Why was the Electoral College created?

Three reasons, more or less.

First, in a big country, long before high-speed communication, it seemed unlikely that far-flung voters could knowledgeably judge national candidates.

EC 3.jpg

Second, the president needed independence. Making him accountable to the House could undercut the balance of powers; but direct election could promote demagoguery. Hence, a kind of one-time CEO search committee.

Third, there had already been delicate negotiations over legislative representation. Slave states got the 3/5 clause. Small states got the Senate. The Electoral College imported these compromises into the selection of presidents.

EC 14.jpg

It’s arguable whether any of these reasons still apply today. Slavery is abolished; the all-or-nothing approach has eliminated small states’ advantage (see below); and mass communication has nationalized and democratized our politics (for better or worse).

So why do we still have the Electoral College?

Replacing it never felt urgent. From 1892 to 1996, it had no discernible effect on election results. And amending the Constitution is a long, hard road.

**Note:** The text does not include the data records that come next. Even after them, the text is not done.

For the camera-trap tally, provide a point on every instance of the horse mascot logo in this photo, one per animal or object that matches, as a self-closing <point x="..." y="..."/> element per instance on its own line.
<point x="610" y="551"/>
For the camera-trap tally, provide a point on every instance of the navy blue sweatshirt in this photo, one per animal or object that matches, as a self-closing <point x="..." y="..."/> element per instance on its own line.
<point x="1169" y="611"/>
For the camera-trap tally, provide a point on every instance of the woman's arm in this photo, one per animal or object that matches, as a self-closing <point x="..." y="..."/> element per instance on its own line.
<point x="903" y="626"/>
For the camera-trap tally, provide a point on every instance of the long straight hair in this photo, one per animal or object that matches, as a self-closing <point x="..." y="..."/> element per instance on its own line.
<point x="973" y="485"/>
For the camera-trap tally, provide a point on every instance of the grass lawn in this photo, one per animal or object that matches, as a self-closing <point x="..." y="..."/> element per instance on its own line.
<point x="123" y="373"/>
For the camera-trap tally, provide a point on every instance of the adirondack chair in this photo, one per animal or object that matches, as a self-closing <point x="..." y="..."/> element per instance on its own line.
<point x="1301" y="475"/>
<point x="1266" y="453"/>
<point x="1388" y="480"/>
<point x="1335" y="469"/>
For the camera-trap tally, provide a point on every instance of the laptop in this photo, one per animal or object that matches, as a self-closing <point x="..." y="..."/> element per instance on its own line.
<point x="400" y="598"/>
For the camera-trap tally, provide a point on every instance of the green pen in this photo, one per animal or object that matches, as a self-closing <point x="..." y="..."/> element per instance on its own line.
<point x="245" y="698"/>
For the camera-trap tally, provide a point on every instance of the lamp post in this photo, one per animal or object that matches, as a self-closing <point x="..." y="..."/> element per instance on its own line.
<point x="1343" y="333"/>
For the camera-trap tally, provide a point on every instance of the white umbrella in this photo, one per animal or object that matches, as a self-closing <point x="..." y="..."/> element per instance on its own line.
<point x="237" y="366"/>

Who benefits under the Electoral College?

One tempting answer, given 2000 and 2016 (when the Democrat won the national popular vote, but lost the Electoral College), is “the Republican Party.”

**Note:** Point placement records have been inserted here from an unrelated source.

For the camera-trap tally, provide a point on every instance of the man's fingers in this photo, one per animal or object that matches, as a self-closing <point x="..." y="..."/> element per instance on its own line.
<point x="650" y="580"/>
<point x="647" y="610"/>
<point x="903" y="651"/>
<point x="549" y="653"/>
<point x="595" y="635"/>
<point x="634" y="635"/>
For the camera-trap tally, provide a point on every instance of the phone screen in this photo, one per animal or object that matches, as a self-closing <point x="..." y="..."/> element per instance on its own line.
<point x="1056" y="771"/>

But a closer look suggests that n = 2 is too small a sample.

EC 24.jpg

Who does benefit, then? That’s a tricky (and rather delicious) math question!

In general, voters in “close” states (such as Nevada, Wisconsin, and Florida) wield extra power, at the expense of voters in states with a dominant party (such as Kansas, Massachusetts, Oklahoma, and Hawaii).

EC 19.jpg
FiveThirtyEight’s analysis from the eve of the 2016 election. Indeed, the three pivotal states appear as #4, #7, and #9 on this list.

Arguments that the E.C. benefits a specific, stable group – e.g., rural voters, or voters from the Midwest – don’t tend to withstand scrutiny. Such an advantage may endure for a couple of elections, but in the long term, randomness seems to reign.

What about state size? It’s complicated. A Wyoming voter has a better chance of swinging her state’s outcome than a Texas voter does. But, thanks to all-or-nothing Elector apportionment, her state has a much worse chance of swinging the election has a whole. The result is a bit of a wash.

Why do people want to replace it?

You’d have to ask them – I’m just a math teacher!

Mathematically, it seems the Electoral College gives very similar results to a popular vote, with some deviations (caused by the all-or-nothing approach) that are effectively random.

How do reformers propose to replace it?

Twelve state legislatures have passed laws to this effect:

  1. We pledge to give all our Electors to the winner of the national popular vote.
  2. This law will only take effect when a critical mass of other states pass it, too.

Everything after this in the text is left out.